Mais uma coisa. Se o caso tivesse a ver com submarinos e se as circunstâncias da magistrada ignomínia fossem as mesmas, as minhas palavras em nada seriam diferentes. A prisão preventiva ou a “prisão domiciliária” são a última razão útil para apurar razões. Não se prende um homem assim; por maioria de razão, quando a defesa sabe menos do que um pasquim a quem são debitadas “verdades” diariamente. Por onze meses.

E sabes que mais? Podias ser tu, acredita. Tu, eu, nós, vós; pobres diabos que ninguém conhece. Bastava um rosário ou uma rosária assim promoverem.

A ironia disto é que por causa da raiva babada pela acusação, e pelos muitos erros processuais que cometeu, o homem, culpado ou inocente, tem hoje um imenso e largo caminho directo e direito à absolvição.

O magistrado quer-se longe e largo de sentires pessoais e pegajosos. Tem os factos e a lei. Não lhe cabe cheirar culpas nem lamber inocências.

Felizmente, ainda há Procuradores e Juízes. Ainda há Mulheres e Homens que sabem que não se vai lá pelo cheiro, ó perdigueiro. Mas quando um tipo tem o azar de levar com um rosário de contas a ajustar agora… ‘tá fodido (pardon my french).

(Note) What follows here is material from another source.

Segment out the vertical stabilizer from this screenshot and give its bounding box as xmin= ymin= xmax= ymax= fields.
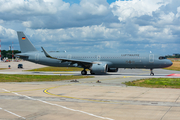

E preso estiveste (que interessa se preventivamente), culpado és. A grandessíssima merda é que isso cola-se-te à testa qual tatuagem. E ou mudas de país ou te atiras varanda acima. São apenas vidas que estão em jogo. Que raio interessa isso aos rosários e seus teixeiras? Guiam-se por umbigos, próprios ou alheios.

A Constituição da República Portuguesa tem apenas duzentos e noventa e seis (296) artigos.